Professor Jaeyoung Lee's research team develops catalyst to convert carbon dioxide into ethanol
□ Professor Jaeyoung Lee of the School of Earth Science and Environmental Engineering at the Gwangju Institute of Science and Technology (GIST, President Seung Hyeon Moon) has developed a copper oxide-silver catalyst for the conversion of carbon dioxide into high-value fuel ethanol.
□ CCS * technology for capturing and storing carbon dioxide emitted from industrial processes has been studied, but the stored carbon dioxide is not completely decomposed or removed. Recently, CCU ** (CO2 capture and recycling), a technology for recycling carbon dioxide as a resource, has received attention.
* Carbon Capture and Sequestration (CCS): captures carbon dioxide emitted from a power plants, steel mills, etc.
** Carbon Capture and Utilization (CCU): A technology that does not capture and store carbon dioxide but recycles it into high value-added materials. This is expected to overcome the problems and limitations of CCS.
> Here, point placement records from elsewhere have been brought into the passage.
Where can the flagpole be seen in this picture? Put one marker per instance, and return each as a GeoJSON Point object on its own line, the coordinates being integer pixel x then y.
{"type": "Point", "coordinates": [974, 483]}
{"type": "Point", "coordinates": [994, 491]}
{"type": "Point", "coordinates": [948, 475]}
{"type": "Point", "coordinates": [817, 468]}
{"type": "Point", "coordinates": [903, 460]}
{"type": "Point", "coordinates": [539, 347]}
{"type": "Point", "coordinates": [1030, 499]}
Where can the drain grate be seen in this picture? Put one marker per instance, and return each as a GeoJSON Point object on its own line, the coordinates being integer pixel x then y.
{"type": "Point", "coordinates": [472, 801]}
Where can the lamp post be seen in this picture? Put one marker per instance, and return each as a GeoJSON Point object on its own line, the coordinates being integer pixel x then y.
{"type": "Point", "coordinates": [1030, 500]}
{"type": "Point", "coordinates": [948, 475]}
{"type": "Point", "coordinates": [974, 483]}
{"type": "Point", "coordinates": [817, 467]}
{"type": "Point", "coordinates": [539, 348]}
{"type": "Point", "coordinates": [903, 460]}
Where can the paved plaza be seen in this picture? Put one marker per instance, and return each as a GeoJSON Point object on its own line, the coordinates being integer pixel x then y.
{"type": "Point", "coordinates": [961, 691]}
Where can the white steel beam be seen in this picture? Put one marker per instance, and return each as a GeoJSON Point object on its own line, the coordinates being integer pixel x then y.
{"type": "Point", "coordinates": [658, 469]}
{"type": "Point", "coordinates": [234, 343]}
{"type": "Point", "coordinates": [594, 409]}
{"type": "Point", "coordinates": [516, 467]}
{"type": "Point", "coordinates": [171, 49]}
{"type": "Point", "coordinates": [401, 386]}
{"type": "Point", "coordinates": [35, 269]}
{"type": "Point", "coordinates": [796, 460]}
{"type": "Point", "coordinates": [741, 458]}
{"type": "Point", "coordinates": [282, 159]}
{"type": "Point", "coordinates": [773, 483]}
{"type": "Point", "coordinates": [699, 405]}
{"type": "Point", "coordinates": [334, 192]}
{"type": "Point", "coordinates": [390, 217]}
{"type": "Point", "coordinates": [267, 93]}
∘ In the CCU technology, the most urgent problem to overcome when converting carbon dioxide into an organic compound through electrochemical conversion is to increase the Faraday efficiency *** and to increase the selectivity of the reaction so as to obtain the desired organic compound.
*** Faraday efficiency: The percentage of energy consumed in actual ethanol production.
□ The research team tried to electrochemically convert the carbon dioxide in the aqueous solution by using a simple electrochemical plating process **** to fabricate a silver oxide electrocatalyst containing silver on a nano-sized gas diffusion layer .
**** Electrochemical plating deposition method: A method of producing a uniform this film electrode by metal reduction (precipitation) reaction when electric energy of a conductive material is applied in an aqueous solution containing metal ions.
∘ Experimental results show that the oxidized copper-silver stripe electrode catalyst developed in this study showed Faraday efficiency of 34%, which is more than three times better than using a copper oxide electrode catalyst (10%).
□ Professor Jaeyoung Lee said, "If we can convert CO2 to 100% of ethanol, this can contribute to solving environmental problems as well as food and energy scarcity issues simultaneously. This can be achieved by recycling carbon dioxide as a fuel for future transportation, which I think it opens up new possibilities."